If you don't follow Heidi Heilig on twitter (@heidiheilig), you should. Not only is she funny and smart, but she posts the most amazing book-inspired fashions for all the 2016 debut authors.
I wasn't at all surprised to find that Heidi's debut, THE GIRL FROM EVERYWHERE, is as delightful and detail-conscious as she is. Sixteen-year-old Nix was born in 1868 Hawaii, but she hails from, well, everywhere. Her father is a Navigator, able to travel across time in his ship, so long as he has an accurate map of his destination. His current obsession is returning to 1868 Hawaii, to save Nix's mom before she dies giving birth to Nix. But much as Nix has loved traveling with her father, much as she likes the idea of meeting her mother, this is one destination she wants to avoid at all costs: if her father succeeds, it might wipe out Nix's very existence.
While much of the book deals with Nix's wrestle with her father's obsession, there's so much more.

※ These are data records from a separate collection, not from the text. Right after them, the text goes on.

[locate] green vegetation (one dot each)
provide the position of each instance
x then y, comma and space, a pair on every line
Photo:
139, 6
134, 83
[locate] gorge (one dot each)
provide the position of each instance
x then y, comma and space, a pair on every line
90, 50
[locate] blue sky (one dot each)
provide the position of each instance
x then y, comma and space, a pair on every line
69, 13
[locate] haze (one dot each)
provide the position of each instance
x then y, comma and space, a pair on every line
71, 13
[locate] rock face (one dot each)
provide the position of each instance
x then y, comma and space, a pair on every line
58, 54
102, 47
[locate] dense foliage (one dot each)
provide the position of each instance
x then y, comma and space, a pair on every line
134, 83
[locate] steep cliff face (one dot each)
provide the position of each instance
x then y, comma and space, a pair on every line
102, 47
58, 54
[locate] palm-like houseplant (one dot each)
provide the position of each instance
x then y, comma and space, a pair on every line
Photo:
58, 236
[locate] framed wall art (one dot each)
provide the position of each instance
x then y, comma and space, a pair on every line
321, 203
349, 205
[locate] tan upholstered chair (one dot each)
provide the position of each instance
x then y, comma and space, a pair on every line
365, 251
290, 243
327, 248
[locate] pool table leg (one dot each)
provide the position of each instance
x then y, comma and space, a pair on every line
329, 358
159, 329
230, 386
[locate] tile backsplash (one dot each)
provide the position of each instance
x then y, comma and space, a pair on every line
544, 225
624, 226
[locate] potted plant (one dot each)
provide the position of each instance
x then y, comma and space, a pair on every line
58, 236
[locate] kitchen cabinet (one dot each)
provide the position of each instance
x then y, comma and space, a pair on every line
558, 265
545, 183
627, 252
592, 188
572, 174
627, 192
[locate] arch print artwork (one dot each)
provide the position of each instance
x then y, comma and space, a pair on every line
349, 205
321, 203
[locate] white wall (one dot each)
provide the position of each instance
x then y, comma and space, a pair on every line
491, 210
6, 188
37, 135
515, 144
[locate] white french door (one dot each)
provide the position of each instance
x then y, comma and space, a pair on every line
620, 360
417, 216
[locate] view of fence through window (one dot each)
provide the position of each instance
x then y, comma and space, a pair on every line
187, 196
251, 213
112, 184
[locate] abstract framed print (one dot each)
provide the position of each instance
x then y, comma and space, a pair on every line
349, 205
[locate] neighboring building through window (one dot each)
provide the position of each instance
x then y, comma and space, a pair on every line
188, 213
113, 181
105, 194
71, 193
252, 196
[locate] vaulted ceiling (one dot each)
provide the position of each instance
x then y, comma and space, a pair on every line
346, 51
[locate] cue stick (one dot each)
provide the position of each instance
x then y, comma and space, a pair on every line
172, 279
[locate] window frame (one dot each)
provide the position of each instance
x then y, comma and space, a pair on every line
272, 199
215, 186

When they arrive in 1884 Hawaii in search of the much-sought-after map, she meets a range of new characters who challenge her in new ways, and she falls in love with the island that might be the closest thing she has to home.

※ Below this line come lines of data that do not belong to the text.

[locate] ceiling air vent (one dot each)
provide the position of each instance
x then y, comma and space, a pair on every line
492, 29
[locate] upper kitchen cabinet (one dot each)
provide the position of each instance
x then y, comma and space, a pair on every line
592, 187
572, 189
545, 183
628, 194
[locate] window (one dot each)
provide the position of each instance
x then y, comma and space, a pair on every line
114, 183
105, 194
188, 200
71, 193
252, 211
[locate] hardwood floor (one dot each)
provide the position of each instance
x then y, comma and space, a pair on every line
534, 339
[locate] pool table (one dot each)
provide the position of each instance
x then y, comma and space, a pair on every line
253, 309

The characters in Heilig's debut are charming, from strong-willed, smart-mouthed Nix, to her friend Kashmir, a talented thief; to the more-straight laced American-Hawaiian boy she meets in 1884. But what really sold me on the story was the details: the deftness with which Heilig throws in a casual reference to the Arabian tales cheek by jowl with the sky-herring who light the lamps of the Temptation (her father's ship). The story itself is interesting, complex, and fast-paced, but it was the attention to wonderful historical details that made me fall in love with this story.